Reports successifs de la désignation du duo des Démocrates : L’art du suspense ou le chaos?
Le parti Les Démocrates traverse une période de turbulences. En l’espace de trois jours, son Conseil National a été reporté à deux reprises, passant du samedi 11 au lundi 13 octobre 2025. Cette valse des dates, décidée lors d’une réunion tenue chez l’ancien président Boni Yayi, interroge. Officiellement, il s’agit de « mieux préparer » cette rencontre cruciale, qui doit désigner le duo pour la présidentielle de 2026. Mais derrière cette justification se cachent de nombreuses questions. Entre divisions internes, stratégie calculée ou simple prudence, les hypothèses sont multiples pour tenter d’expliquer ces reports à répétition.
Retour sur les faits. Initialement, le grand Conseil National des Démocrates devait se tenir samedi 11 octobre 2025. Première modification : report au dimanche 12. Deuxième coup de théâtre, et non des moindres : le rendez-vous est une nouvelle fois décalé, cette fois pour lundi 13 octobre. Trois dates pour une seule réunion. Le compte à rebours est lancé, mais l’horloge semble folle.
Samedi soir. L’adresse n’est pas anodine : le domicile de l’ancien président Boni Yayi. Dans l’intimité de ces lieux chargés d’histoire, les dirigeants du parti prennent une décision lourde de sens. Les portes sont closes, les conversations sont feutrées, les visages sont graves. C’est ici, dans ce sanctuaire politique, que l’avenir immédiat des Démocrates se joue. Une image forte, presque cinématographique, qui en dit long sur les enjeux.
Le cœur du problème : « mieux préparer »… mais préparer quoi, au juste ? En effet, la raison officielle est lisse, presque trop polie : « Le besoin de mieux préparer cette rencontre capitale ». Derrière cette formule de diplomatie politique se cache un véritable séisme. Car cette réunion n’est pas une simple assemblée. Elle a une mission historique : désigner le duo de candidats pour la présidentielle de 2026. Il s’agit de choisir les deux personnes qui porteront les couleurs du parti lors de la prochaine élection présidentielle. L’enjeu est de taille, et la tension est à son comble.
La question qui brûle toutes les lèvres demeure donc : pourquoi tant de reports ?
Plusieurs moments où le parti semble hésiter, reculer, temporiser. Pourquoi cette valse-hésitation ? Plusieurs scénarios, chacun plus passionnant que le précédent, peuvent l’expliquer.

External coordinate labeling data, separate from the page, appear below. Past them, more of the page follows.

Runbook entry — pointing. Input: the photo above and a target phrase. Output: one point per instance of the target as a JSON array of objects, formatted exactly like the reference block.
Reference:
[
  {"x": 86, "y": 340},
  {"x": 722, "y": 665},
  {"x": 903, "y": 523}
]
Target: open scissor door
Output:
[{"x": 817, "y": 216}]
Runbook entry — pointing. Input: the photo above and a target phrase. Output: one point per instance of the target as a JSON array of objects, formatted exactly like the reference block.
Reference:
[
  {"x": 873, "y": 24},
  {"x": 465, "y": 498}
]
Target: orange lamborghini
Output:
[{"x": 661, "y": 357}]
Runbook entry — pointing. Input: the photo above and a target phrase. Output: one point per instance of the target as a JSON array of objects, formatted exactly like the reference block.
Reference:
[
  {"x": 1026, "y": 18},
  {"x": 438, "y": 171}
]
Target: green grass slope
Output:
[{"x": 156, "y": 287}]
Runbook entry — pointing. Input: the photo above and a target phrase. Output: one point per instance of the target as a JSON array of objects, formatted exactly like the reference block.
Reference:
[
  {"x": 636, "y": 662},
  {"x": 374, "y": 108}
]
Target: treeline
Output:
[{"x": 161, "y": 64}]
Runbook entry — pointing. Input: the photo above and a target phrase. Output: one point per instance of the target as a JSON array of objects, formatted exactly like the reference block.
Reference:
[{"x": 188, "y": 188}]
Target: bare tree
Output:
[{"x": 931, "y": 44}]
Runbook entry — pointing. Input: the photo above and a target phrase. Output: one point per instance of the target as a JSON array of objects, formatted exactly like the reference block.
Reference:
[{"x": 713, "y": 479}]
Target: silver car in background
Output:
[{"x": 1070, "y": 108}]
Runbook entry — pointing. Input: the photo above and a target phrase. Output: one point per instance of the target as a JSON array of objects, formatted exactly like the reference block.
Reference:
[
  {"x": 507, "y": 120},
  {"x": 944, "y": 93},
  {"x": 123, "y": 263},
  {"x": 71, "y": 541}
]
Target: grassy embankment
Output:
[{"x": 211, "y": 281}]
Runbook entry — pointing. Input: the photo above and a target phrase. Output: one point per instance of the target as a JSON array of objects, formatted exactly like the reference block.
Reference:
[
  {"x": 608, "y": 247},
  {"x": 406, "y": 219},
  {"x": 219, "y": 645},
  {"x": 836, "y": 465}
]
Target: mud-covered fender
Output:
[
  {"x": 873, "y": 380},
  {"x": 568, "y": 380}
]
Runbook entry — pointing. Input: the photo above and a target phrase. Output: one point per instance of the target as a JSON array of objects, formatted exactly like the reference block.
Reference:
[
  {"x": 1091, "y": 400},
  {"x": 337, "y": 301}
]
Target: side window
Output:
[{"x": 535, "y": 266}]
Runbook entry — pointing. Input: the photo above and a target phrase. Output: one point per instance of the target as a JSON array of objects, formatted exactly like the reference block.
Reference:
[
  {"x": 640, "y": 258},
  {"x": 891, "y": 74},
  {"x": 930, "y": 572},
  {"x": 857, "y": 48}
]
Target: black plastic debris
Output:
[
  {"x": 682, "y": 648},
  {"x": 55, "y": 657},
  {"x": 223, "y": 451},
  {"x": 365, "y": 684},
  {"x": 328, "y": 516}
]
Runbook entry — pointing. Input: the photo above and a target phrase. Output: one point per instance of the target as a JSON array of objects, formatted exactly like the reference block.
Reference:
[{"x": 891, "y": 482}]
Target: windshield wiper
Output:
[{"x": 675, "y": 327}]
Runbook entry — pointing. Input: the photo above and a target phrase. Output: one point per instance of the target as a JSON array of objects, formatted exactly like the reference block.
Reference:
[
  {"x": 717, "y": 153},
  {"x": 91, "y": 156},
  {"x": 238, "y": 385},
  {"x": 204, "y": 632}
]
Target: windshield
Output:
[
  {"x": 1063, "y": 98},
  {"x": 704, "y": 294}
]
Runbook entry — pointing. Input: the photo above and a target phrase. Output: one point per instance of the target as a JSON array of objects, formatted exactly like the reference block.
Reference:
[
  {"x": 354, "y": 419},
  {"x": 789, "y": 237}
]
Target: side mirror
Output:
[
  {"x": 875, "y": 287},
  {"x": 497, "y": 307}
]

Première hypothèse : et si le parti était tout simplement trop divisé pour se mettre d’accord ? En effet, des courants s’affrontent, des egos s’entrechoquent et des ambitions se heurtent. Dans ce contexte, trouver un consensus sur un duo gagnant relèverait du miracle. Ainsi, chaque report signalerait une négociation difficile et un compromis qui se fait attendre.
Deuxième piste : la stratégie du suspense. Dans cette optique, les reports seraient calculés, voire machiavéliques. Il s’agirait de maintenir l’attention du public et des médias, tout en créant un effet d’attente pour rendre l’annonce finale plus dramatique. C’est une manière de signifier que la décision est si cruciale qu’elle exige du temps.
Troisième possibilité : le coup de théâtre en préparation. Ces reports dissimuleraient-ils une manœuvre d’envergure ? Par exemple, l’entrée surprise d’un nouveau candidat, un retournement d’alliance inattendu, ou une stratégie électorale peaufinée dans le plus grand secret. Ce scénario, bien que romanesque, pourrait s’avérer le plus plausible dans l’arène impitoyable de la politique.
Enfin, restons pragmatiques avec une quatrième hypothèse : la simple prudence. Ici, le parti prendrait simplement le temps de bien faire. Choisir un candidat à une élection présidentielle est une décision lourde de conséquences. Alors, vaut-il mieux se précipiter et risquer un mauvais choix, ou prendre son temps pour maximiser ses chances ? Dans cette perspective, chaque report devient un gage de sérieux et de maturité politique.

L’attente qui fait monter la pression
Une chose est sûre : ces reports successifs transforment ce Conseil National en un événement incontournable. La pression monte, la curiosité est à son comble, les spéculations vont bon train. Quel duo sortira de cette réunion ? Quelles sont les vraies raisons de ces atermoiements ? Le parti Les Démocrates réussira-t-il à transformer cette attente anxiogène en une force pour la campagne à venir ? Rendez-vous ce lundi 13 octobre peut-être pour le savoir.